22769669_10155820481349894_8454377357147427180_o22829003_10155830493214894_1692881758389442869_oHemantha highlighted 2 main cases from Asia Pacific, 1 from Sri Lanka and the other from Philippines. He also raised the issue of how international financial institutions were protected by immunity leaving affected communities to raise redress and grievance through IFIs own accountability mechanisms only. These mechanisms are not enough to protect affected communities. Hence, the reason why we need a binding treaty on corporations is badly needed.

Read the full speech at the UN in Geneva below.


Name of the Session:The voices of the victims
Date and Time:27th Oct 2017
FoEI speaker:Hemantha Withanage
Draft statement (to be read in 5 minutes / 1500 words maximum):
Panel: The voices of the victims
Hemantha Withanage, Friends of the Earth – Centre for Environmental Justice, Sri Lanka
Mr. Chairman, It is extremely sad to see that we are losing control over our body, our culture, nature and the livelihoods. Neoliberalism remains the dominant global economic paradigm, despite the failed policies of privatization, deregulation and corporate globalization. It has led to the inability of states and governments to regulate the economy and protect the commons including the natural environment. Some of the great difficulties and threats created by the current system are faced by the women and men who defend the territories they have constructed historically and with the wisdom of our ancestors.

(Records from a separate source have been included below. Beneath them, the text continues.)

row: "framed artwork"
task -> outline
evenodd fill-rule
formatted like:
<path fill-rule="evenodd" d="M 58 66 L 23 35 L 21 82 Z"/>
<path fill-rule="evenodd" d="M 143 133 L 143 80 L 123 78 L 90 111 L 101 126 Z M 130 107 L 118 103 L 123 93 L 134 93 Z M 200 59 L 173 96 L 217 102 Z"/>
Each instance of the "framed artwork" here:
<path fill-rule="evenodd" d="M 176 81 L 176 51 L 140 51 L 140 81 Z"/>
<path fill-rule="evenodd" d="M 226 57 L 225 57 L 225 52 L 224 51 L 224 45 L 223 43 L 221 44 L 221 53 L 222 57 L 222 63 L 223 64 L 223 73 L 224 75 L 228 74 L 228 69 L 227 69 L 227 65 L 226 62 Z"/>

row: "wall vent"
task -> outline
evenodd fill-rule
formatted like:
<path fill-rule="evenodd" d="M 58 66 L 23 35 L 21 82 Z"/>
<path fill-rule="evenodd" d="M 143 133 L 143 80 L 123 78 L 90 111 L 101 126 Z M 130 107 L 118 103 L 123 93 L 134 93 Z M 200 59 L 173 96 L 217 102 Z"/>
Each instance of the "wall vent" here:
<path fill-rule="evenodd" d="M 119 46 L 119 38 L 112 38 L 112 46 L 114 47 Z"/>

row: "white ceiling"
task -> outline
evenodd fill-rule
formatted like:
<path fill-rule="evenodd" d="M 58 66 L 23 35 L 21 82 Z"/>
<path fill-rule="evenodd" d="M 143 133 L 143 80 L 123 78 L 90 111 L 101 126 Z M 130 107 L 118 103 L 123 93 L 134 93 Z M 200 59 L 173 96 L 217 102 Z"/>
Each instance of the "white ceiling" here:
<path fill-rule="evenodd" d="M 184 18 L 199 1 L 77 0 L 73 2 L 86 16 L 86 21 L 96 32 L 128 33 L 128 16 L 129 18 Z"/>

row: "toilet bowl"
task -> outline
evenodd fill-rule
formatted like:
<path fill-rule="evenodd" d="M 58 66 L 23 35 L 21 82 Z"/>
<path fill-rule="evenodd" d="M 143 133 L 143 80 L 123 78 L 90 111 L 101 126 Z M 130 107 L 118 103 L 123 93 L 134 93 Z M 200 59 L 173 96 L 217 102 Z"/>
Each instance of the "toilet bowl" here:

People are in a much more crisis when they don’t have the rights to make decision over its own body, with respect to labour, sexual or other forms of exploitation, discrimination and disrespect. Transnational Corporations have taken over the decision-making role over all these territories, spirituality, ancestry and even our culture and our natural resources through commodification. The pollution of our water, air, soil, food and destruction of our forests, rivers, wetlands are all part of this crisis. I will cite few real examples to give you an idea of the extent of this crisis.

Mr. Chairman, We all know Water is a human right. The Human Right to Water and Sanitation was recognized as a human right by the United Nations General Assembly on 28 July 2010. The Universal Declaration on Human Rights of 1948 and International Covenant on Economic Social and Cultural Rights of 1966 implicitly recognized the Human Right to Water.

But the MARCOPPER MINING CORPORATION in the Philippines violated this right two decades ago with the 25 million USD loan extended by the Asian Development Bank for mining operations in the island of Marinduque, in the Philippines. In March 24, 1996 a drainage tunnel of Marcopper cracked, spilling millions of tons of mine tailings into the Boac River. The United Nations investigated the extent of the impact of the spill and identified unacceptable levels of heavy metals and toxic wastes in parts of the river.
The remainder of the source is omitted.